Destablizing our environment makes pandemics more likely
Readers of my work know that I constantly remind us that we are part of nature, not the master of nature. In terms of viruses, this means that our activities that change the climate, disrupt habitats and pollute ecosystems are increasing our risks of acquiring new infectious diseases.
"Major landscape changes are causing animals to lose habitats, which means species become crowded together and also come into greater contact with humans. Species that survive change are now moving and mixing with different animals and with humans." disease ecologist Thomas Gillespie, an associate professor in Emory University’s Department of Environmental Sciences
"There’s misapprehension among scientists and the public that natural ecosystems are the source of threats to ourselves. It’s a mistake. Nature poses threats, it is true, but it’s human activities that do the real damage. The health risks in a natural environment can be made much worse when we interfere with it." Richard Ostfeld, distinguished senior scientist at the Cary Institute of Ecosystem Studies in Millbrook, New York
Wrap it up
Thanks for making it through this tldr diary. I will finish with politics and economics.
Protesters say they need to get back to work to survive. As I see it, if we all have food and healthcare, and don’t get booted from our homes due to economic responses to COVID-19, then there is little left to protest for. Protest for food, homes and healthcare for all, not to get back to jobs that were already insecure, unrewarding, risky and trending toward serfdom prior to the pandemic.
We are part of many distributions. Humans over the last half century have given too much credit to select members of the top end of them, predators, Homo sapiens, the wealthiest, corporate officers, board members, presidents, etc. It might be one reason a large fraction among us continue to obsequiously defer and lavish more wealth unto the chosen few. And, it is a choice. Money is a means to do things, but we don’t need the wealth disparities we created. Finance experts and CEOs aren’t so smart and aren’t ensuring continuation of civilization so much that we need to lavish them with evermore possessions. On the contrary, we keep giving them more at the risk of a few corrupt elites further increasing attacks on lower classes.

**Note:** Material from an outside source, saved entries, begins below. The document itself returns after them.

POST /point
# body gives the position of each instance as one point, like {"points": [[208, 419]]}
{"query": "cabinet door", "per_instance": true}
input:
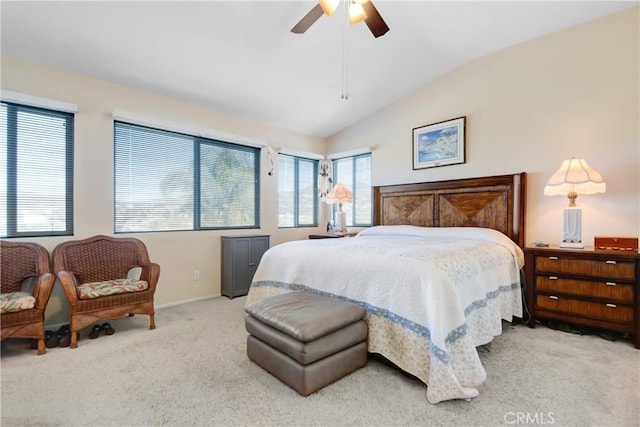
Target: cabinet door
{"points": [[242, 266]]}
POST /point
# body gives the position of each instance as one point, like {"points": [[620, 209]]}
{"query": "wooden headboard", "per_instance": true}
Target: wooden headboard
{"points": [[496, 202]]}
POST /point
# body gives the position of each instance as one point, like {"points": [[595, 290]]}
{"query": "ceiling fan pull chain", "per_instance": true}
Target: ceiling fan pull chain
{"points": [[345, 54]]}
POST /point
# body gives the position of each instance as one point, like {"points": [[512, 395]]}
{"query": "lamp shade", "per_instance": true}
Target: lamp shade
{"points": [[339, 194], [575, 175], [329, 6]]}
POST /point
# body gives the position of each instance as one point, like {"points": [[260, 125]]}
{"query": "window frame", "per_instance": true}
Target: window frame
{"points": [[197, 143], [296, 192], [12, 169], [352, 215]]}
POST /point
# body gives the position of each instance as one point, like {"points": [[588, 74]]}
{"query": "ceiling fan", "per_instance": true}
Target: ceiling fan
{"points": [[359, 10]]}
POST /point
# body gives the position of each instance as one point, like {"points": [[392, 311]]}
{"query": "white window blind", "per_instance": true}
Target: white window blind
{"points": [[167, 181], [297, 191], [36, 171]]}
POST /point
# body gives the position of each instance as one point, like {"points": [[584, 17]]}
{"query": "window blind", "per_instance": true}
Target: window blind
{"points": [[167, 181], [36, 171]]}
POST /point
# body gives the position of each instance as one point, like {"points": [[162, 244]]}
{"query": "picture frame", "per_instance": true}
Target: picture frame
{"points": [[439, 144]]}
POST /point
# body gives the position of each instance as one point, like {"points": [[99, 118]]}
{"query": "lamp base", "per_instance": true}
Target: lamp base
{"points": [[572, 245]]}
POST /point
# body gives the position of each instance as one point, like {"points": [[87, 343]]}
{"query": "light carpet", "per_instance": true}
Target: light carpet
{"points": [[193, 371]]}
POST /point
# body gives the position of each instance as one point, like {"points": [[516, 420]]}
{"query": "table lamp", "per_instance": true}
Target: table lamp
{"points": [[339, 195], [574, 177]]}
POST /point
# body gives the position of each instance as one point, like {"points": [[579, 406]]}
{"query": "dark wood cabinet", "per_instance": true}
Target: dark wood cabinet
{"points": [[240, 258], [585, 287]]}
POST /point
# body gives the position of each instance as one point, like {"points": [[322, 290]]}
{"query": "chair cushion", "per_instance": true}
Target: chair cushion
{"points": [[111, 287], [16, 301]]}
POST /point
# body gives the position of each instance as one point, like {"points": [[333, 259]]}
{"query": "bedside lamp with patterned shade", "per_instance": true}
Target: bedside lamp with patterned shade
{"points": [[339, 195], [574, 177]]}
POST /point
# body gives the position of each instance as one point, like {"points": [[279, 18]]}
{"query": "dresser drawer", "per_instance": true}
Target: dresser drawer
{"points": [[621, 292], [610, 269], [594, 310]]}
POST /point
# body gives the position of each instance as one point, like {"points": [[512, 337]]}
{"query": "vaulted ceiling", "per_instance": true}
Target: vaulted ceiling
{"points": [[240, 57]]}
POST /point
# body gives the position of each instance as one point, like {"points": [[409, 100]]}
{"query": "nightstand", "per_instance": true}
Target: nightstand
{"points": [[584, 286]]}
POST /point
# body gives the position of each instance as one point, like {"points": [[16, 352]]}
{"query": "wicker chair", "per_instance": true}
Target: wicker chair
{"points": [[104, 259], [21, 261]]}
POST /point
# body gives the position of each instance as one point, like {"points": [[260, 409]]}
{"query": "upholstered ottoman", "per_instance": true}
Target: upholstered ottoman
{"points": [[306, 340]]}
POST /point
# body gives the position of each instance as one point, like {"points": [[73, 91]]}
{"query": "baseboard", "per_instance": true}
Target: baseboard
{"points": [[186, 301]]}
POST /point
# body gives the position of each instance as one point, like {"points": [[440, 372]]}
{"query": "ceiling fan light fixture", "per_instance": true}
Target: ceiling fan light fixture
{"points": [[329, 6], [356, 13]]}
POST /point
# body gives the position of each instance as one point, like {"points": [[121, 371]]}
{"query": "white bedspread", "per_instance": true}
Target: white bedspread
{"points": [[432, 295]]}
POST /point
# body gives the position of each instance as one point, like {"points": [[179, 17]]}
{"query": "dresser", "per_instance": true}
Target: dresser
{"points": [[240, 258], [584, 286]]}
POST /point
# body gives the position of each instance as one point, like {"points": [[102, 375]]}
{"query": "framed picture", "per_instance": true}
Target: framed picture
{"points": [[439, 144]]}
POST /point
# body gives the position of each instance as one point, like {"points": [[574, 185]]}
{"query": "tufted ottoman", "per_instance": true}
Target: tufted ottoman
{"points": [[306, 340]]}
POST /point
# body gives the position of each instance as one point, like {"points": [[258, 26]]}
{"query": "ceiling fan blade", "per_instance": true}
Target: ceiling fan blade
{"points": [[308, 20], [374, 20]]}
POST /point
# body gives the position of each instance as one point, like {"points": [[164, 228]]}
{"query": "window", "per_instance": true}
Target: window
{"points": [[168, 181], [297, 191], [36, 171], [355, 173]]}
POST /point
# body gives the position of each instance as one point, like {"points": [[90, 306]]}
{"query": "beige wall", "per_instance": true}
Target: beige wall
{"points": [[572, 93], [178, 253]]}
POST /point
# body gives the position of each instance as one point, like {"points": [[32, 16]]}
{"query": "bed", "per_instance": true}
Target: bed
{"points": [[437, 275]]}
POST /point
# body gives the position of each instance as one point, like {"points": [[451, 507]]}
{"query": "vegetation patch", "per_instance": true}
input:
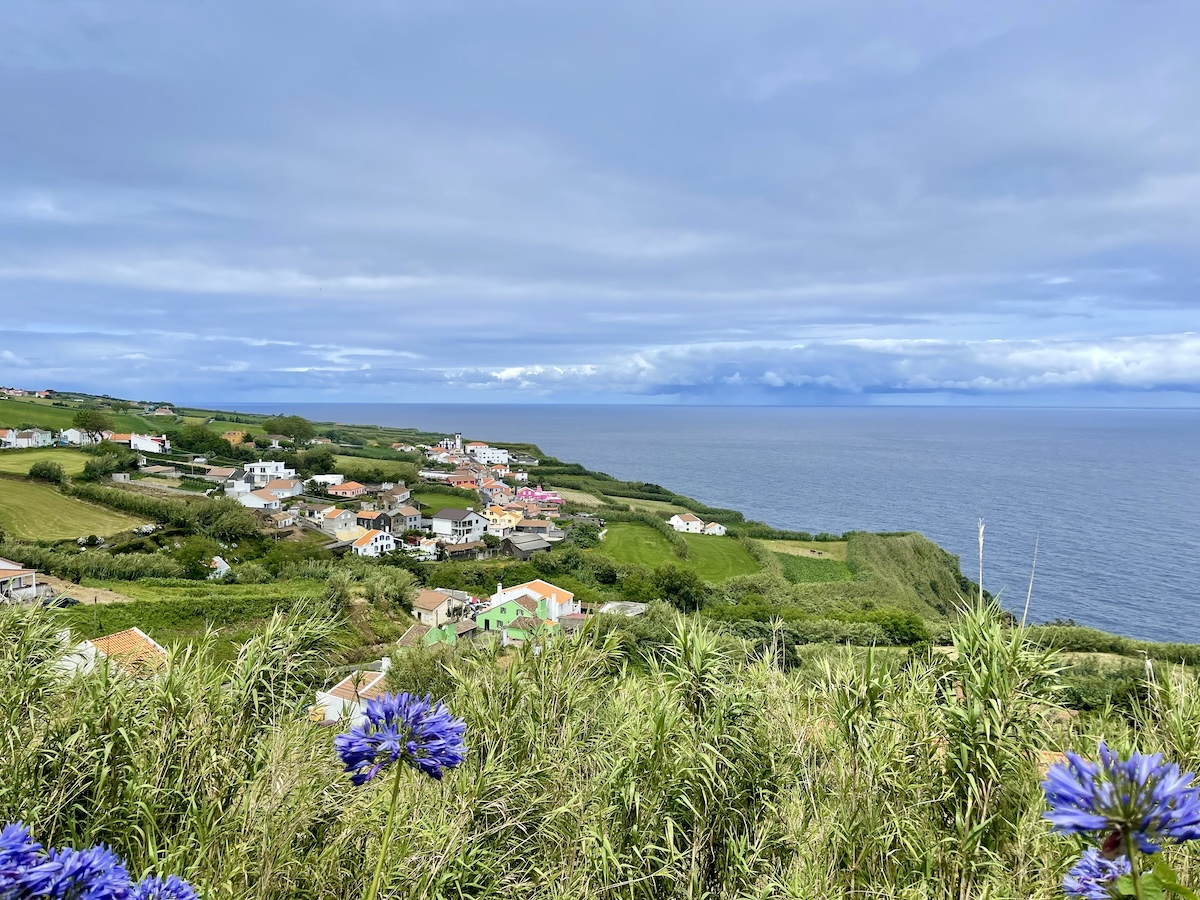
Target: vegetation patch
{"points": [[808, 570], [832, 550], [36, 511], [17, 462], [712, 558]]}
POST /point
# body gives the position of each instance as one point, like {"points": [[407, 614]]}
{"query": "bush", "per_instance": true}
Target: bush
{"points": [[47, 471]]}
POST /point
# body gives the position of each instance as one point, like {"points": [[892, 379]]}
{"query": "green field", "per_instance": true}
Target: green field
{"points": [[832, 550], [809, 570], [42, 414], [437, 502], [35, 511], [17, 462], [712, 558]]}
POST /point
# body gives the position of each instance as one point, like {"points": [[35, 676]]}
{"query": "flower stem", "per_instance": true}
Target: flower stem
{"points": [[373, 891], [1132, 855]]}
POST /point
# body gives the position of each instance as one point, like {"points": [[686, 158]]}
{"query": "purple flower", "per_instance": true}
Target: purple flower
{"points": [[169, 888], [1093, 876], [401, 726], [1141, 797], [22, 861], [95, 874]]}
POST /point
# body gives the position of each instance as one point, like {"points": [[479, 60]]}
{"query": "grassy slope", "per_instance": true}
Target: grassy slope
{"points": [[41, 413], [712, 558], [17, 462], [174, 613], [833, 550], [36, 511]]}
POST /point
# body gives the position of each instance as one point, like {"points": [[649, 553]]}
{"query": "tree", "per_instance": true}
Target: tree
{"points": [[91, 423], [679, 587]]}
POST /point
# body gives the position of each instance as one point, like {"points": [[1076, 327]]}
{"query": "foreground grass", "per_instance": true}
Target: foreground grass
{"points": [[17, 462], [593, 771], [35, 511], [711, 557]]}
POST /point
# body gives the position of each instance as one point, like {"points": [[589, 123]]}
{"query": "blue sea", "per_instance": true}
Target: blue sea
{"points": [[1111, 497]]}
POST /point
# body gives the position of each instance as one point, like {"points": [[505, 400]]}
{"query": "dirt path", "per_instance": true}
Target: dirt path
{"points": [[84, 595]]}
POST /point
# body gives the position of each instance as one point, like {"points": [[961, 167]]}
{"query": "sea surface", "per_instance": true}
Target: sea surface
{"points": [[1111, 497]]}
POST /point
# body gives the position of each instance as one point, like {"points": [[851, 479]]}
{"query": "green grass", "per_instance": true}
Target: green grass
{"points": [[17, 462], [808, 570], [833, 550], [712, 558], [184, 612], [36, 511], [41, 413]]}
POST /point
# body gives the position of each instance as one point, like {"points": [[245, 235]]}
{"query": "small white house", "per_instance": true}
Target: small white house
{"points": [[219, 567], [687, 523], [373, 544], [17, 582], [259, 499]]}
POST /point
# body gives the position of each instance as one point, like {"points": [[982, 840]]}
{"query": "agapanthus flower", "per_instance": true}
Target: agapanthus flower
{"points": [[93, 874], [415, 730], [21, 859], [1093, 877], [169, 888], [1141, 797]]}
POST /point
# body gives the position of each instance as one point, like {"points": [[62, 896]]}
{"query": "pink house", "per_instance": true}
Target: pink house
{"points": [[535, 495]]}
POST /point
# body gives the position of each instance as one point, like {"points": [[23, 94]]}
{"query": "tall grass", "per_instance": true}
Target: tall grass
{"points": [[695, 772]]}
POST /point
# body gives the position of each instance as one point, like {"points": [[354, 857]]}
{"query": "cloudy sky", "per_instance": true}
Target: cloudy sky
{"points": [[759, 202]]}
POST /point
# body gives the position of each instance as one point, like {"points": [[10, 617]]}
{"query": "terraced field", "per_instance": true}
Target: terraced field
{"points": [[35, 511], [713, 558], [17, 462]]}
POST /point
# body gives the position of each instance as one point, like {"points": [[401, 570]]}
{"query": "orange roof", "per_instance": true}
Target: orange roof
{"points": [[430, 600], [365, 540], [543, 588], [132, 649], [358, 685]]}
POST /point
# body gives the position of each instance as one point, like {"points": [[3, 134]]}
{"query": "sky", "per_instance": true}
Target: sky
{"points": [[801, 202]]}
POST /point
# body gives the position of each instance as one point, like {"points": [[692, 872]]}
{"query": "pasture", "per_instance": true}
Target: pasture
{"points": [[35, 511], [17, 462], [712, 558]]}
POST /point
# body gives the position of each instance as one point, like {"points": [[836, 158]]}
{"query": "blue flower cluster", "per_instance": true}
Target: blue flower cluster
{"points": [[1140, 797], [96, 874], [402, 726], [1093, 876]]}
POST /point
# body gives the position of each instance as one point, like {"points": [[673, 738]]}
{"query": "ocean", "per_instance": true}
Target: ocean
{"points": [[1111, 497]]}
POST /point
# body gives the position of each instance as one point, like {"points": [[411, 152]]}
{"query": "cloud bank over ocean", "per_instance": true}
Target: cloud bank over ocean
{"points": [[763, 203]]}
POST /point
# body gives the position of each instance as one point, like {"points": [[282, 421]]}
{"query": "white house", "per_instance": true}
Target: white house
{"points": [[131, 651], [558, 601], [459, 526], [487, 455], [220, 568], [285, 487], [259, 499], [17, 582], [373, 544], [73, 436], [11, 438], [149, 443], [328, 480], [336, 520], [435, 607], [263, 472], [687, 522], [348, 699]]}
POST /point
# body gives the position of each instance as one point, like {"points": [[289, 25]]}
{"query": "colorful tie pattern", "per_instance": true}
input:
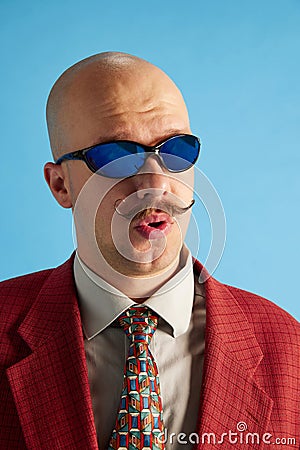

Think about running a football team playing in a league with limited finances. A star scorer can help the team win the league, but if you put too much of the budget into a big star, then you don’t have enough left to put a good team around the star. The same goes for society. Teachers, sanitation workers, domestic workers, responders, healthcare professionals, and service workers deserve respect and rewards as much as obsessive genius CEOs.
Top lovers can’t understand that those below can be so powerful. Those at the top are thought to drive the economy and the economy rules nature. No virus could be more powerful than the economy. But, that is wrong. Trickle down is foolish both economically and ecologically. There is no elite utopia. People are not serfs to be granted favors. And, microbes dominate much of this world and we’re not kicking their collective asses. Our economic systems are contrivances that mean nothing more to our microbial community than how much the economic systems drive us to impact the communities we inhabit.
The masses run the world as much as the elite. The elite cannot survive without the masses. If proper respect is not given, then those masses will test the elite and eventually overthrow them.